Wednesday, April 16, 2014

Newtonian Reflector

Newtonian reflector telescopes use two mirrors – a figured primary mirror (the objective) which focuses incoming light, and a flat secondary mirror which redirects that light at an angle so that it can be viewed without getting your head stuck in the tube. The secondary mirror is only practically important – a CCD sensor could be placed directly into the path of the light focused by the objective mirror and it would capture the light without requiring an additional reflection. However, the subject of this post is the primary mirror, particularly: it’s shape.

A 2D parabola is defined by the quadratic equation \(y = ax^2 + bx + c\). If we make some simplifying assumptions (such as: its open side faces up; it “rests” on the x-axis; the focus is on the y-axis at height p) then our equation reduces to \(y = 4px^2\). The first order derivative (e.g. slope) of this equation is \({dy \over dx} = 2px\). That means, for a given focal length (and radius from the centre of the mirror), we can estimate the height of the reflective surface from the x-axis, as well as the slope at that point. These two computed values show where light is reflected when it encounters the surface of the objective mirror. Remember that incident light is reflected about the normal vector to the surface:
\(R = D – (2D \cdot N)N\)

To enable a 3D version (a paraboloid) we can take advantage of the knowledge that we only need rotate the parabola (i.e. the shape is rotationally symmetric about the vertical axis). In 3D, I chose to rotate around the z-axis.

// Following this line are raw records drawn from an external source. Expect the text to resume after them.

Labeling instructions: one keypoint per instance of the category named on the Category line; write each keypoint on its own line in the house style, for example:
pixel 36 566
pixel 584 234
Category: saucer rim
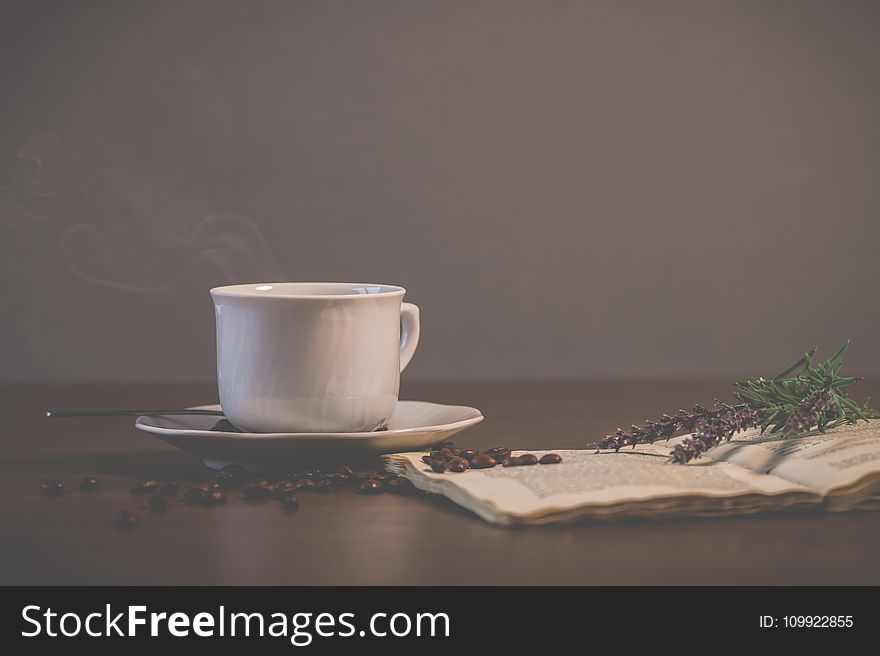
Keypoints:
pixel 140 424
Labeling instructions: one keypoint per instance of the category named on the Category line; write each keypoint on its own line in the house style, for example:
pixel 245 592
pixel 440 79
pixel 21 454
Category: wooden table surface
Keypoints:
pixel 346 538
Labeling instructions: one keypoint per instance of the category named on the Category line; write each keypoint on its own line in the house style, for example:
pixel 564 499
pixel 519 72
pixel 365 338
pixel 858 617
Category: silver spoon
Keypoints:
pixel 125 413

It then becomes rather straight forward to take a solid angle of light, to compute the angles at which each incident ray encounters the parabolic reflector surface (parallax will affect closer light sources more than further away sources) and then note the points at which two or more rays converge to a single point. It turns out that the parabolic shape is ONLY able to focus light that is travelling parallel to the reflector’s primary axis. Closer sources converge further back than the stated focal length; sources at infinity converge exactly at the parabola’s focal point. Off-axis sources result in a complex out-of-focus shape when we attempt to capture them on a flat focal plane like a CCD. Looking at the distribution of focal points for a given field of view it was difficult to imagine a single transformation that might enable coma to be completely (and correctly) removed, though clearly a retail market for coma-correcting lenses abounds.